Memory 120 may be used to store software executed by computing device 100 and/or one or more data structures used during operation of computing device 100. Memory 120 may include one or more types of machine-readable media. Some common forms of machine-readable media may include floppy disk, flexible disk, hard disk, magnetic tape, any other magnetic medium, CD-ROM, any other optical medium, punch cards, paper tape, any other physical medium with patterns of holes, RAM, PROM, EPROM, FLASH-EPROM, any other memory chip or cartridge, and/or any other medium from which a processor or computer is adapted to read.

Processor 110 and/or memory 120 may be arranged in any suitable physical arrangement. In some embodiments, processor 110 and/or memory 120 may be implemented on a same board, in a same package (e.g., system-in-package), on a same chip (e.g., system-on-chip), and/or the like.
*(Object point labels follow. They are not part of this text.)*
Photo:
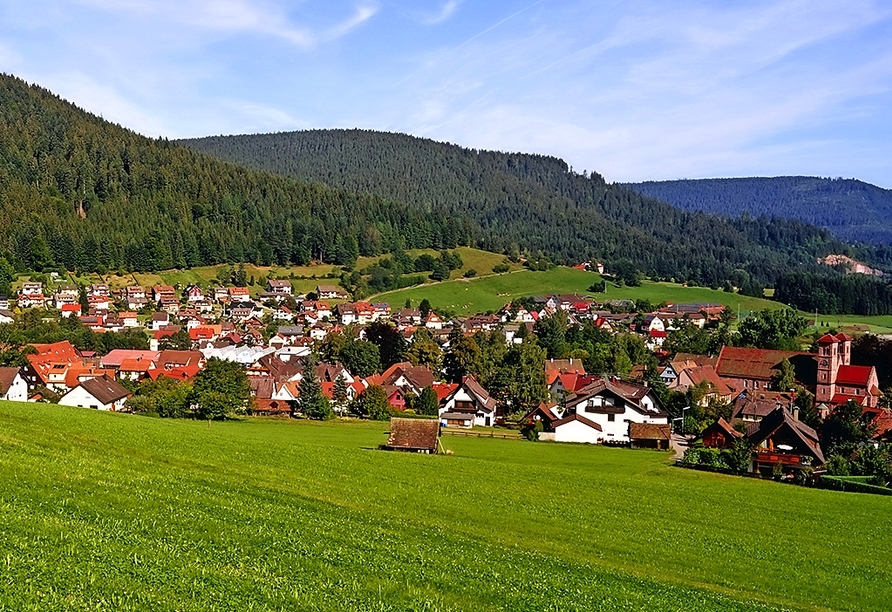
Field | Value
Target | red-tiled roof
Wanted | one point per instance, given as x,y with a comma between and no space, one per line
856,376
751,363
In some embodiments, processor 110 and/or memory 120 may include distributed, virtualized, and/or containerized computing resources. Consistent with such embodiments, processor 110 and/or memory 120 may be located in one or more data centers and/or cloud computing facilities.

In some examples, memory 120 may include non-transitory, tangible, machine readable media that includes executable code that when run by one or more processors (e.g., processor 110) may cause the one or more processors to perform the methods described in further detail herein. For example, as shown, memory 120 includes instructions for a few-shot protein fitness prediction framework. The few-shot protein fitness prediction framework includes a protein fitness prediction module 130 that may be used to implement and/or emulate the systems and models, and/or to implement any of the methods described further herein. In some examples, the protein fitness prediction module 130, may receive an input 140, e.g., protein sequences, which may be a sequence of amino acids, via a data interface 115. The data interface 115 may be any of a user interface that receives a user entered or uploaded sequence, or a communication interface that may receive or retrieve a previously stored sequence from memory 120 or another memory storage such as the database. The protein fitness prediction module 130 may generate an output 150, such as a classification of the protein sequence, a fitness prediction to the protein sequence, etc.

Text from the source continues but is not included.